Following these scenarios in which we combine environmental selection, neutral processes, and ecological interactions, we could ask which are the distributions of PCGs expected for each of them. Simulations can be developed to create null expectations for each scenario, and, hence, the detection of PCGs could contribute to a better understanding of the natural conditions shaping natural communities. Although our proposal will make more clear the relation between subsets of samples, ecological processes, and environments, it remains unanswered how the relevant traits associated to each niche will be identified.

This question is typically assessed by looking for relevant environmental variables that correlate with certain traits. Alternatively, comparing the relative frequencies of traits between community classes has been proved a useful approximation to identify ecological processes [26]. In our opinion, it is unclear if the identification of PCGs brings a more direct pathway to identify the relevant traits than other approximations.


In this comment, we analysed the conceptual proposal of Aguirre de Cárcer showing that the lack of precision in its formulation leads to a logical conundrum. Despite of this observation, we found an interesting avenue to follow which exploits the concept of PCGs to shift the attention from the traditional OTUs’ analysis to the identification of a more intrinsic level of organization.
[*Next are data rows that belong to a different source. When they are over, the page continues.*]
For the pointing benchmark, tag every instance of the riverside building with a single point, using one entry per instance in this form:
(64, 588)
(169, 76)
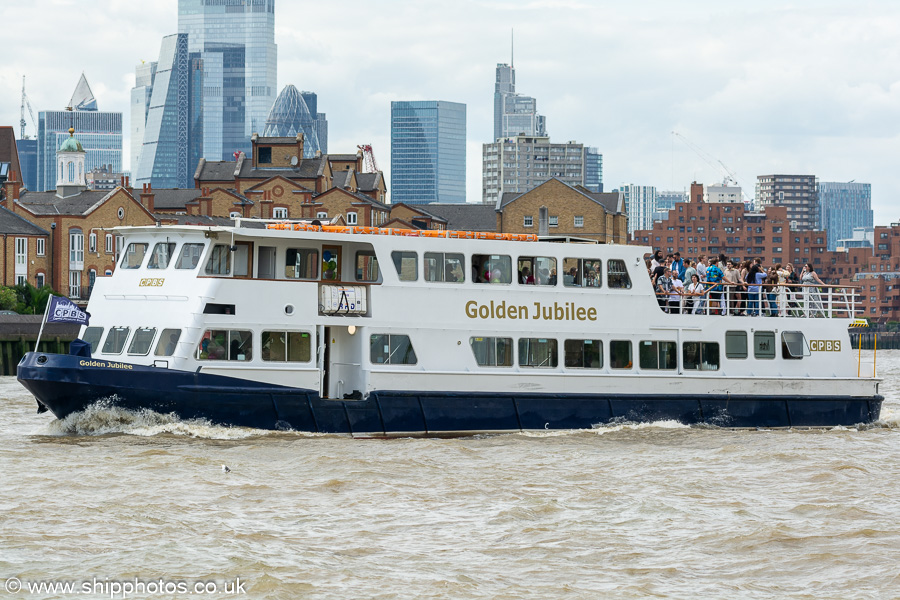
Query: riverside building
(797, 193)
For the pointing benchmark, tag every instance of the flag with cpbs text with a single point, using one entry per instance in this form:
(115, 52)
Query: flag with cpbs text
(63, 310)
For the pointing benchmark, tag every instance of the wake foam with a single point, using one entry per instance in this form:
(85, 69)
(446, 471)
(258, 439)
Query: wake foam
(104, 418)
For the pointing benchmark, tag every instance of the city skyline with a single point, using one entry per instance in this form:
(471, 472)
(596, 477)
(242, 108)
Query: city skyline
(822, 100)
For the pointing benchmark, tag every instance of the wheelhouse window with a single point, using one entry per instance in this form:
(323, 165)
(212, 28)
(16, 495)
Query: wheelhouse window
(366, 266)
(492, 351)
(700, 356)
(582, 272)
(161, 255)
(658, 355)
(189, 257)
(764, 344)
(225, 344)
(537, 270)
(301, 263)
(620, 354)
(286, 346)
(583, 354)
(219, 262)
(445, 267)
(538, 352)
(491, 268)
(793, 345)
(735, 344)
(407, 264)
(92, 336)
(617, 274)
(168, 342)
(134, 256)
(115, 340)
(391, 350)
(142, 340)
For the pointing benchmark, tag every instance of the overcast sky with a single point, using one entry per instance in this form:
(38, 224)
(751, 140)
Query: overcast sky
(810, 87)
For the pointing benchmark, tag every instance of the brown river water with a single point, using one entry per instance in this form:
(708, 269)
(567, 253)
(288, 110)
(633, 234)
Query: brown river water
(124, 505)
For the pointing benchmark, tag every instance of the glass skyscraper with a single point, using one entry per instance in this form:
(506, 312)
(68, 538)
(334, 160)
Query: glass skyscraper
(844, 207)
(593, 169)
(171, 140)
(428, 152)
(514, 114)
(236, 43)
(100, 133)
(292, 114)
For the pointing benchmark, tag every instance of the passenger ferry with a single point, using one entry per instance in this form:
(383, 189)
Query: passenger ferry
(381, 332)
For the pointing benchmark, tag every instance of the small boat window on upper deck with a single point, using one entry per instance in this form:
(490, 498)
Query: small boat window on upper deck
(366, 266)
(219, 262)
(617, 274)
(537, 270)
(168, 341)
(301, 263)
(189, 257)
(134, 256)
(445, 267)
(491, 268)
(161, 255)
(407, 264)
(582, 272)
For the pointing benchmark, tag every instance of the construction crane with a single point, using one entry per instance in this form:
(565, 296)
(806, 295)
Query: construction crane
(369, 164)
(730, 178)
(25, 103)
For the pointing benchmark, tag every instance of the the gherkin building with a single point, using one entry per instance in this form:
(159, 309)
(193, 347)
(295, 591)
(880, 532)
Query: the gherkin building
(295, 112)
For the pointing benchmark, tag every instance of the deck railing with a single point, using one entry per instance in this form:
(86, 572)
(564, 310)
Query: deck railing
(773, 300)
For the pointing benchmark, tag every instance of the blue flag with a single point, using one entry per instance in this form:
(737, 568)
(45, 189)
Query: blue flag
(63, 310)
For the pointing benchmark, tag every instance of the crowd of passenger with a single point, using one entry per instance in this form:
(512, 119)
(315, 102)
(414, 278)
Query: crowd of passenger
(717, 285)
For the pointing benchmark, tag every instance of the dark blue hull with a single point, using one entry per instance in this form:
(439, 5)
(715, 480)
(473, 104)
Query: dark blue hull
(67, 384)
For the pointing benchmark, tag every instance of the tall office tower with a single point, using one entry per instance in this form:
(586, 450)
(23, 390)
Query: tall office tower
(593, 169)
(312, 102)
(797, 192)
(236, 43)
(640, 204)
(173, 130)
(521, 163)
(100, 133)
(844, 207)
(27, 149)
(144, 74)
(428, 152)
(291, 114)
(514, 114)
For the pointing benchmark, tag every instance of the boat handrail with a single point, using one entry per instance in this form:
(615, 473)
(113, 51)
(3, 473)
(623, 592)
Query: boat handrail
(791, 300)
(438, 233)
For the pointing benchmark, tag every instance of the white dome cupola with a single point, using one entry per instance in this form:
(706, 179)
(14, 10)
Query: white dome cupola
(70, 175)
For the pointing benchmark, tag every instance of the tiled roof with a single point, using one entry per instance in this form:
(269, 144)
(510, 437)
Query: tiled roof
(465, 217)
(13, 224)
(215, 170)
(173, 198)
(608, 200)
(8, 151)
(368, 181)
(309, 168)
(48, 203)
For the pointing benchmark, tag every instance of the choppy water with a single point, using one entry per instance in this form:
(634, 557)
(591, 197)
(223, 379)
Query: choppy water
(658, 511)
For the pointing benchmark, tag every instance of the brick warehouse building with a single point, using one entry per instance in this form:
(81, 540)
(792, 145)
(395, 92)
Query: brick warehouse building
(695, 228)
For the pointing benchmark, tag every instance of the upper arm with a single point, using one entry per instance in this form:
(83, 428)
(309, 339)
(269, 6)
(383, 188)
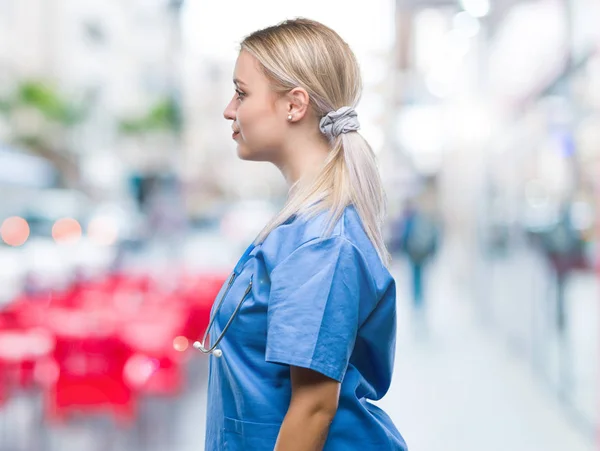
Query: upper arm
(312, 392)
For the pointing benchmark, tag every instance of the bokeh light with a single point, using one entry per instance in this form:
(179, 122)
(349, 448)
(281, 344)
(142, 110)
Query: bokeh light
(66, 230)
(102, 231)
(14, 231)
(180, 343)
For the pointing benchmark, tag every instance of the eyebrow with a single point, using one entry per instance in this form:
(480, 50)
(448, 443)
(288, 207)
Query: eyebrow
(237, 81)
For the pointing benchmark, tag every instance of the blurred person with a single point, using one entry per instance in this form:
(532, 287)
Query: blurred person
(420, 241)
(302, 336)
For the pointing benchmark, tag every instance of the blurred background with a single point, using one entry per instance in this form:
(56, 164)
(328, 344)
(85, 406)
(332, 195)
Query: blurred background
(123, 207)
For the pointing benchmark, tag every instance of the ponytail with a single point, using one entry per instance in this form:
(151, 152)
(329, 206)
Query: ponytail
(349, 177)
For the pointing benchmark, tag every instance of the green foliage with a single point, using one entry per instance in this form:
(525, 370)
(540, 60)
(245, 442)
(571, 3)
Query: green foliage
(45, 99)
(163, 116)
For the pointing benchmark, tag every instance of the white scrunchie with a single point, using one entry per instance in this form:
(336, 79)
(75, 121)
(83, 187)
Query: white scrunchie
(341, 121)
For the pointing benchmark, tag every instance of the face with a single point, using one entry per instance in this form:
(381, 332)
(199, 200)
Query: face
(257, 112)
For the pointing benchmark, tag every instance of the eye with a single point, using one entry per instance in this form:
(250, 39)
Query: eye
(240, 94)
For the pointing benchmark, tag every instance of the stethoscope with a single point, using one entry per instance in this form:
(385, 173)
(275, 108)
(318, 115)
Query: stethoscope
(214, 350)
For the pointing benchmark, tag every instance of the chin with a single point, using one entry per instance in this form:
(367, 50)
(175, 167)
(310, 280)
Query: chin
(247, 154)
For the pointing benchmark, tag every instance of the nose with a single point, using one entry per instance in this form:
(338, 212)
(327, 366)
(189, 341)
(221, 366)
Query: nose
(230, 110)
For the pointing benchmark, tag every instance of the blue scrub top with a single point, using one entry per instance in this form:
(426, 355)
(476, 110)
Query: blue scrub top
(327, 304)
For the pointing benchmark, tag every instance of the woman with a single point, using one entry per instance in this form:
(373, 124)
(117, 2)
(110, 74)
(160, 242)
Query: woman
(304, 331)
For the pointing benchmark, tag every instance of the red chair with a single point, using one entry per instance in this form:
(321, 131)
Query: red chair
(90, 372)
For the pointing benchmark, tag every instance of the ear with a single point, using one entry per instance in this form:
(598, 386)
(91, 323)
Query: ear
(297, 103)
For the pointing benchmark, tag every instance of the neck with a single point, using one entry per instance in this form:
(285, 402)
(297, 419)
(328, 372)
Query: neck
(304, 159)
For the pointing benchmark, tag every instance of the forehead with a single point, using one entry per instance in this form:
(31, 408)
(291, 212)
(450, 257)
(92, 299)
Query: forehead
(247, 69)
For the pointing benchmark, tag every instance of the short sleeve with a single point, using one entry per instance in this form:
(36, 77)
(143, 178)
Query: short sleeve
(314, 305)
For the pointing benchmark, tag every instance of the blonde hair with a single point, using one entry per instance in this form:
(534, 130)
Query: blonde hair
(306, 53)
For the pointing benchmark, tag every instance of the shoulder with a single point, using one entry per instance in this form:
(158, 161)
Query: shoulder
(347, 242)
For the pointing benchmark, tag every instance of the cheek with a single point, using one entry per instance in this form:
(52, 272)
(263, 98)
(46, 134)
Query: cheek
(257, 123)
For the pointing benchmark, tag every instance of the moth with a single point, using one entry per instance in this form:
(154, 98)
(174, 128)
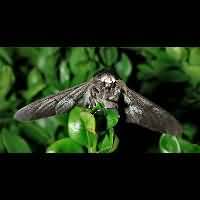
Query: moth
(106, 89)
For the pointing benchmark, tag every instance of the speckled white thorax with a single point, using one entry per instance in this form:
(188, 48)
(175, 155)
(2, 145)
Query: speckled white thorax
(136, 109)
(108, 79)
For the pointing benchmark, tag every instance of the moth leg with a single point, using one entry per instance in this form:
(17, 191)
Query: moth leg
(64, 105)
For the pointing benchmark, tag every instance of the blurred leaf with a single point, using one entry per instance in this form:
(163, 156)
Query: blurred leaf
(78, 60)
(112, 118)
(34, 78)
(65, 145)
(187, 147)
(173, 76)
(30, 53)
(109, 55)
(193, 72)
(169, 144)
(36, 133)
(190, 130)
(7, 79)
(47, 65)
(50, 125)
(33, 91)
(177, 53)
(49, 51)
(194, 58)
(5, 55)
(14, 143)
(124, 67)
(83, 72)
(76, 128)
(146, 72)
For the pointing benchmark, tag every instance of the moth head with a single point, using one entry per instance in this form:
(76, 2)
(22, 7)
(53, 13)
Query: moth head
(106, 78)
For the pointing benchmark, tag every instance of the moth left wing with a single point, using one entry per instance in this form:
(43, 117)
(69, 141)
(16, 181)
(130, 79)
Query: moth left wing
(145, 113)
(51, 105)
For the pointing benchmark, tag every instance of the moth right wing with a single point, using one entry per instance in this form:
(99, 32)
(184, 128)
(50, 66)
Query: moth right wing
(145, 113)
(51, 105)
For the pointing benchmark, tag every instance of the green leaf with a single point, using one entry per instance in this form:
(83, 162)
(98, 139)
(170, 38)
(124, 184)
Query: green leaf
(34, 78)
(177, 53)
(169, 144)
(146, 72)
(194, 58)
(91, 52)
(193, 72)
(92, 142)
(78, 60)
(6, 55)
(8, 104)
(36, 133)
(112, 118)
(124, 67)
(31, 53)
(109, 55)
(65, 145)
(88, 121)
(33, 91)
(83, 70)
(76, 127)
(188, 147)
(115, 144)
(14, 143)
(50, 125)
(7, 79)
(189, 130)
(173, 76)
(47, 65)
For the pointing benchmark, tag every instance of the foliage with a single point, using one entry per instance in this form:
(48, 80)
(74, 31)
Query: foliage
(170, 76)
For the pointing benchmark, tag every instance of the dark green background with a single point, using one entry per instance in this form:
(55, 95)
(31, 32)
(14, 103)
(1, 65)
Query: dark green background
(168, 76)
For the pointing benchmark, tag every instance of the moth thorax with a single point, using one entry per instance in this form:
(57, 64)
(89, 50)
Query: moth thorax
(107, 79)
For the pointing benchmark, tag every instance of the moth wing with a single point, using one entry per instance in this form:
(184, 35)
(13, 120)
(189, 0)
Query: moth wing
(145, 113)
(51, 105)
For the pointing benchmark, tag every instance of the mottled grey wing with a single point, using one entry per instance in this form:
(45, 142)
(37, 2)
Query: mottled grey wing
(143, 112)
(51, 105)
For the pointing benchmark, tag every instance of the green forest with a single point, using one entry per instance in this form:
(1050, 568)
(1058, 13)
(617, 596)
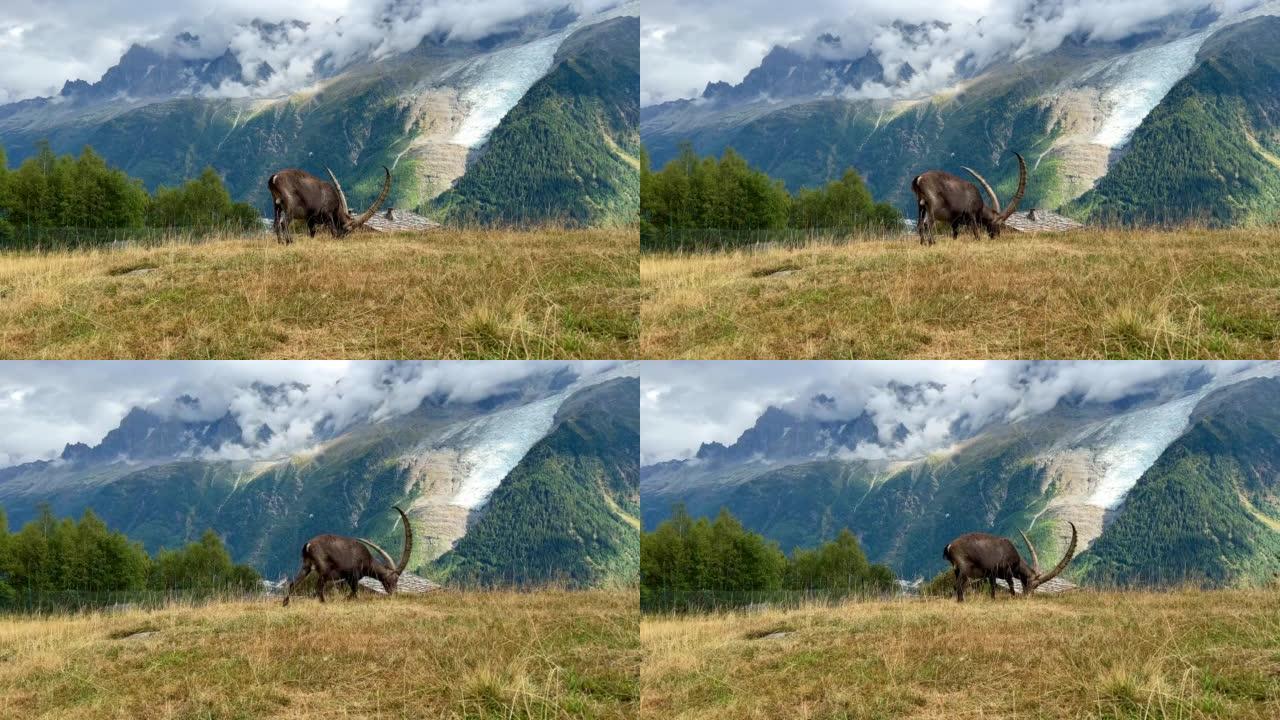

We showed that there is no clear reason to expect that PCGs reflect any specific ecological or environmental processes and that their characterization must be independent of the number of samples considered and their depth. To address these caveats, we argued that the search for PCGs could be performed after characterizing community classes and once tests aiming to disentangle ecological and environmental processes (e.g. neutral tests, or the computation of the NTI metric) are performed on each class. Both the identification of classes and the tests of neutrality are robust against an increasing number and depth of samples, provided that these are sufficient (see, e.g. tests with different sampling depths in [13]).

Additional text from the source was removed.